Декларируя «божественное изволение», полученное на власть, и подчеркивая, что его «владычество установлено Богом», Иван IV не считал себя равным Богу. Он признавал свои грехи, свойственные правителю, как и всем смертным. И это не было проявлением юродства. Он писал: «я – человек; нет ведь человека без греха, один Бог безгрешен». При этом он считал, что грех монарха намного превышает грехи простого человека, поскольку на нем лежит тяжелая ноша и ответственность за его подданных. Бог не освобождает монарха от ответственности. «Верую, – пишет Иван, – что мне, как рабу, предстоит суд не только за свои грехи, вольные и невольные, но и за грехи моих подданных, совершаемые из-за моей неосмотрительности», «судимы будут за свои дела и все вместе и нераздельно – и цари, и последние из рабов, словно братья, будут спрошены, каждый за свои поступки» Но суд над царем в отличие от простых людей, не может быть и не будет судом человеческим, он будет судим только на Страшном суде. «Кто тебя поставил судьей или властителем надо мной?» – спрашивал Иван Курбского.60
При знакомстве с посланиями Грозного Курбскому не оставляет чувство, что Иван IV использовал их, особенно первое послание, не только, чтобы доказать что-то своему оппоненту-перебежчику, а таких было немало, сколько для того, чтобы изложить свои взгляды на природу своей власти и идейно обосновать проводимую им политику. Эту задачу он выполнил в первом послании, поэтому второе было кратким и уже не затрагивало столь широкий спектр вопросов. Идейное наследие Ивана Грозного свидетельствует о том, что он являлся крупнейшим идеологом самодержавия и внес большой вклад в разработку идеологии Московского Царства. Сформулированные им идейные принципы стали частью идеологии монархической государственности и использовались, естественно выборочно, многими его преемниками.

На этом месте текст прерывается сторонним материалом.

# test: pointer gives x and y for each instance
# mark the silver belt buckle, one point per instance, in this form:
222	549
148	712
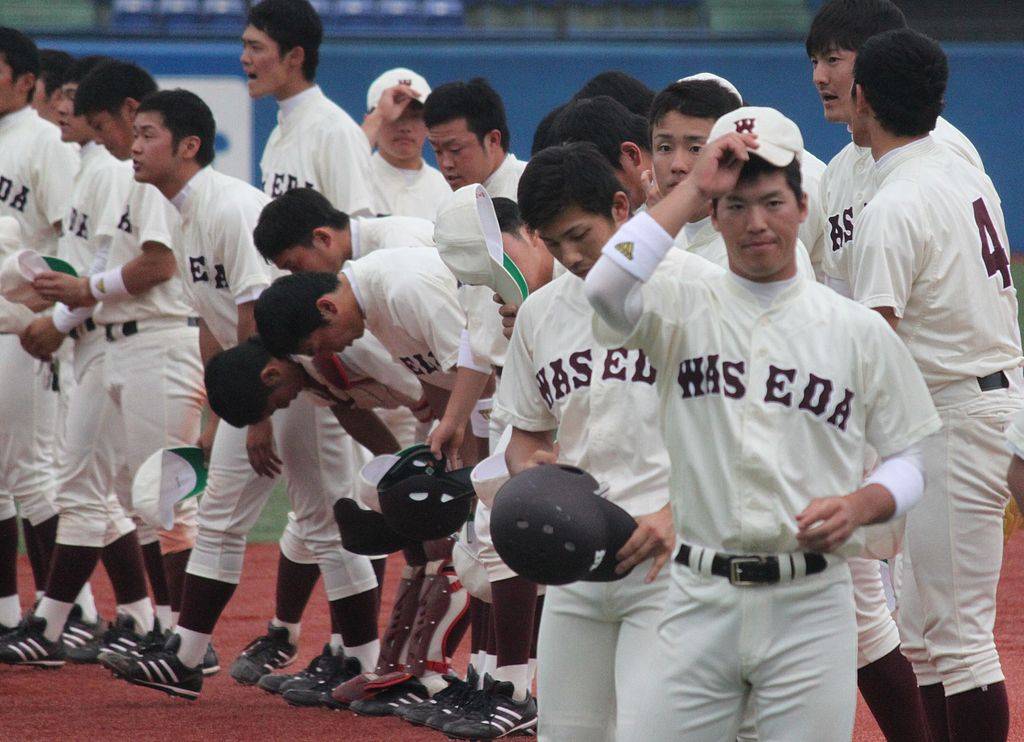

Идеологические концепты, образы и символы православного царства, созданные в период правления Ивана III, Василия III и, особенно, Ивана IV подтверждали и усиливали церемонии венчания русских монархов на царство, их иллюстрировали изображения на дверцах царского места в кремлевском Успенском соборе, в официальном Государевом родословце 1555 г., они нашли отражение в Воскресенской летописи, Степенной книге, Великих Минеях Четиях, а также вошли в дипломатические документы.61 Составленная в царствование Ивана Грозного «Книга Степенная царского родословия» обобщала и подводила определенный итог большой идеологической работе, направленной на укрепление власти. Были найдены понятные и действенные для средневекового человека аргументы и образы, возвеличивавшие институт самодержавия и объективно работавшие на укрепление российской государственности. В «Степенной книге» найденная аргументация достигала наивысших пределов. Ее составители приравнивали московских государей к апостолам, объявляли их святыми и равными Богу в своих властных земных полномочиях. «Иже существом телесным равен есть человекам царь, – указывалось в Степенной книге, – властию же достойнаго его величества приличен вышнему иже надо всеми Богу; не иметь бо высочайша себе на земле».62 Владимир Святославович и Владимир Мономах были названы в Степенной книге царями, царями, подобно Ивану Грозному, назывались и его предшественники на престоле – московские государи: Иван III и Василий III.